Importantly, the responsibility of municipal water plants is to maintain basic drinking water safety, not to ensure uniform sensory quality at point-of-use. For households, perceived impacts are often reflected in taste, odor, scaling, residual chlorine by-products, or—in more extreme cases—chemical residues. In addition, aging distribution networks introduce secondary risks such as leakage, corrosion, and backflow contamination, a phenomenon observed in many major cities worldwide.

Within modern water treatment pathways, reverse osmosis (RO) has become widely deployed across seawater and brackish desalination, industrial wastewater reuse, municipal deep treatment, and domestic drinking applications due to its ability to remove dissolved salts (TDS), heavy metals, pesticides, microorganisms, and industrial organic pollutants. Many cities are gradually transitioning toward a dual-path approach that combines centralized treatment with point-of-use precision treatment to enhance supply consistency and controllability.

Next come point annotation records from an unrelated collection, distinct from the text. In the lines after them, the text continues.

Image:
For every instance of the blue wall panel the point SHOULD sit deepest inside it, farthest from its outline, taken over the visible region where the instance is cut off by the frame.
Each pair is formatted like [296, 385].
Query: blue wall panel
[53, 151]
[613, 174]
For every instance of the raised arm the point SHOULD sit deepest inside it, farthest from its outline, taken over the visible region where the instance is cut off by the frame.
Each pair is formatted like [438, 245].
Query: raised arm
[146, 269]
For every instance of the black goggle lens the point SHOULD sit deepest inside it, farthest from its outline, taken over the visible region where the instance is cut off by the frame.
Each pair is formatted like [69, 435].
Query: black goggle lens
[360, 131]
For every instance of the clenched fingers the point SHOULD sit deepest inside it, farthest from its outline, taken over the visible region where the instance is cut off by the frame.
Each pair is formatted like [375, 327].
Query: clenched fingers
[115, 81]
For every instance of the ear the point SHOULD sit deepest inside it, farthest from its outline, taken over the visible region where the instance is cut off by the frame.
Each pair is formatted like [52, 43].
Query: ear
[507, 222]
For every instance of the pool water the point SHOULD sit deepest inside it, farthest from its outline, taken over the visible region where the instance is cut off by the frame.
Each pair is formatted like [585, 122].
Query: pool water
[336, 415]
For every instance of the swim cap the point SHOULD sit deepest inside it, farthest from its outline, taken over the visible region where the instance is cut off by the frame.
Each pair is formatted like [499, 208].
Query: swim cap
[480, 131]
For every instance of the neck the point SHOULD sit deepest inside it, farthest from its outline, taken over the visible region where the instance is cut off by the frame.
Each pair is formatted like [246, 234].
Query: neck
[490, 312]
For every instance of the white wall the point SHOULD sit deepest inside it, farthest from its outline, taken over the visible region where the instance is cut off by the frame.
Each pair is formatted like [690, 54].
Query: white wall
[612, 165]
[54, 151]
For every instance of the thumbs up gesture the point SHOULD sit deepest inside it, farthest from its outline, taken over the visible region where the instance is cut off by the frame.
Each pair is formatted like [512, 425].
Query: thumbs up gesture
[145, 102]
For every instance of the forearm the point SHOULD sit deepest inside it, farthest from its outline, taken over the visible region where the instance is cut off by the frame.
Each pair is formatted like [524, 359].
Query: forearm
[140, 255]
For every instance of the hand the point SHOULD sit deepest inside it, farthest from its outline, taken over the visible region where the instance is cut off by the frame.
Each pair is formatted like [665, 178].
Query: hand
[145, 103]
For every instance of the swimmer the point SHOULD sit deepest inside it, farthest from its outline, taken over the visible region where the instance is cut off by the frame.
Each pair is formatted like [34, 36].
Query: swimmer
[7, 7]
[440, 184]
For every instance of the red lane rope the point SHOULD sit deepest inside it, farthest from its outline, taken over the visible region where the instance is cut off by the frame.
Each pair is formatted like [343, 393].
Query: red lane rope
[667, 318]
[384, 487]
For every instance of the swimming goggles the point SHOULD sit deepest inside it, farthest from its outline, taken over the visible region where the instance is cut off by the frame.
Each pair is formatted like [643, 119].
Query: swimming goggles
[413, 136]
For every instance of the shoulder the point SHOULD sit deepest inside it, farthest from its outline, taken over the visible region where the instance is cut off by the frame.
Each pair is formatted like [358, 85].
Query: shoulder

HJC’s RO membrane technologies are currently applied across seawater desalination, industrial reuse, municipal drinking water, and domestic purification systems. Each segment exhibits distinct performance requirements: industrial systems prioritize high salinity tolerance and continuous operation; municipal applications emphasize stability and water quality consistency; and domestic systems focus on taste, safety, and handling of residual chlorine by-products.

As water quality challenges become more complex, both cities and end users are increasingly supplementing treatment infrastructure with precision purification technologies across different consumption points. HJC will continue monitoring global water quality developments while providing membrane separation solutions for relevant application environments.